Solution: Take $X = \mathbb{R} ^2$ with the Euclidean topology. Let $B[\mathbf{x} ,r] \left( B(\mathbf{x} ,r) \right) $ denotes the closed (open) ball centered at $\mathbf{x} $ and radius $r$ Consider the set \[ A = B[(-1,0), 0.5] \cup [-0.5, 0.5] \cup B[(1,0), 0.5]. \] Then the interior of the set $A$ will be two open balls, namely \[ \text {Int}(A) = B((-1,0), 0.5) \cup B((1,0),0.5) \] which is not connected. Thus, $A$ is connected does not imply $\text{Int}(A)$ is connected.

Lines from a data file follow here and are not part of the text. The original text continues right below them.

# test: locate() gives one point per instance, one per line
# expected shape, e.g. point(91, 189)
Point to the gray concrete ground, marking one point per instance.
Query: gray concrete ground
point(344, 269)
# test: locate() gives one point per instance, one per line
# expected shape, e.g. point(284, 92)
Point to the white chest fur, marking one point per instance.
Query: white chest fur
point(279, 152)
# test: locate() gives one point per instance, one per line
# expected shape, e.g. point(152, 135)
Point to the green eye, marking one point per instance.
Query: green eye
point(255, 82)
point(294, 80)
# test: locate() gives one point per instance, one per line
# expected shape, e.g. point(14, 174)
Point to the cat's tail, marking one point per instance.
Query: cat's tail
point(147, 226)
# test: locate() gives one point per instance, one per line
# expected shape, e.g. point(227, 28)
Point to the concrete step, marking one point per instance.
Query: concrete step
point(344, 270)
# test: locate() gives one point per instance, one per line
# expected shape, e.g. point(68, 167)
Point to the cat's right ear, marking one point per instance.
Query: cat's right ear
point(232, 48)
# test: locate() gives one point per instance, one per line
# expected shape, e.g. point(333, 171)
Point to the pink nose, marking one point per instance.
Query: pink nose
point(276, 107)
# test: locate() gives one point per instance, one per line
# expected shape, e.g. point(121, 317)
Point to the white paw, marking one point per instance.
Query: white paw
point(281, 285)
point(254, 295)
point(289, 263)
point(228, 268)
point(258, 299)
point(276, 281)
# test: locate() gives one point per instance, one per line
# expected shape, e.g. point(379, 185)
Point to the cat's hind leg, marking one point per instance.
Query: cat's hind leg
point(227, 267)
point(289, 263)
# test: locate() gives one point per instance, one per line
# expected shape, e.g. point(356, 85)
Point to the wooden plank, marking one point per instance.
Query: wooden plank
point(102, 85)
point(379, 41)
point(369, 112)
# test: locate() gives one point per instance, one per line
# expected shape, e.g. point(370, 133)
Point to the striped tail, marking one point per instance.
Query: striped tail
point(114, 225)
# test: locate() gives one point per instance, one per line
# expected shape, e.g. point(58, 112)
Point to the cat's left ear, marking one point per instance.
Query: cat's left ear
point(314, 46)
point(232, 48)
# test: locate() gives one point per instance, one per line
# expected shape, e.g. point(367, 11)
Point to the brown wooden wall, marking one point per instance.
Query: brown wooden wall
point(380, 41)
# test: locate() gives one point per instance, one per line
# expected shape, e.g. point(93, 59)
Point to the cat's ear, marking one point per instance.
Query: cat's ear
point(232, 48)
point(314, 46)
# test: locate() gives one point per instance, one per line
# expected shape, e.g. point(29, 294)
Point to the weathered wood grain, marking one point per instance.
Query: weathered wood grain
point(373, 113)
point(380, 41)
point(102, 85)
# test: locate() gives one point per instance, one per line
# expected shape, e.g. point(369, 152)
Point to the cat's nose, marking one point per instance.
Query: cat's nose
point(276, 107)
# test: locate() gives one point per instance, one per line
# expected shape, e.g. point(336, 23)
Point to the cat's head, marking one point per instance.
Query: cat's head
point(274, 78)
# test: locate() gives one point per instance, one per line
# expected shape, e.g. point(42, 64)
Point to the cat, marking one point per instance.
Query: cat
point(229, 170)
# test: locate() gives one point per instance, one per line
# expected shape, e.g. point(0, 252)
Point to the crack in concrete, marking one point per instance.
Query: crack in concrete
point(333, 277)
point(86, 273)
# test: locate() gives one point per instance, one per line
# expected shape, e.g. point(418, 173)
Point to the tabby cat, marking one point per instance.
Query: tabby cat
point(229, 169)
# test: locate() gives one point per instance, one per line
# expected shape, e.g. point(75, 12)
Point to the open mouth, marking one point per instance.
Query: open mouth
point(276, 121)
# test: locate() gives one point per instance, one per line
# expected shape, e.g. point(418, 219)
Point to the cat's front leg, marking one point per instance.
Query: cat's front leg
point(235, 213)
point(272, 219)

On the other hand, if $A$ is connected, then its closure will be connected. We will prove it by two methods. The first method uses one of the characterizations of connectedness. Let $\bar{A} $ denotes the closure of $A$. Let \[ f: \bar{A} \to \left( \{ 0,1 \}, \mathcal{T} _d \right) \] be continuous. Since $f$ is continuous its restriction to any subset will be continuous and hence $f\big|_{A} : A \to \left( \{ 0,1\}, \mathcal{T} _d \right) $ is continuous. Since $A$ is connected, $f$ must be constant. Without loss of generality, we assume that $f(A) = \{ 0 \} $. Now we claim that $f\left( \bar{A} \right) = \{ 0 \} $. Since $f$ is continuous, we have \[ f\left( \bar{A} \right) \subset \overline{f(A)} = \{ 0 \}. \] Therefore, $f\left( \bar{A} \right) = \{ 0 \} $ and hence, $\bar{A} $ is connected.

Secondly, we can use the definition of connectedness. Suppose that $\bar{A} = E \cup F$, where $\bar{E} \cap F = E \cap \bar{F} = \emptyset $. Suppose that $E\neq \emptyset $. We will prove that $F = \emptyset $. Note that we can write \[ A = \left( A \cap E \right) \cup \left( A \cap F \right). \] Since $ E \neq \emptyset $ so $A \cap E \neq \emptyset $. As $A$ is connected, $A \cap F$ must be an emptyset. Now, $A \subseteq E \cup F$ and $A \cap F = \emptyset $, which implies \[ A \subseteq E \implies \bar{A} \subseteq \bar{E}. \] Now note that \[ \bar{A} = E \cup F \implies F = F \cap \bar{A} \subseteq F \cap \bar{E} = \emptyset . \] Thus, $F= \emptyset $ and hence, $\bar{A} $ is connected.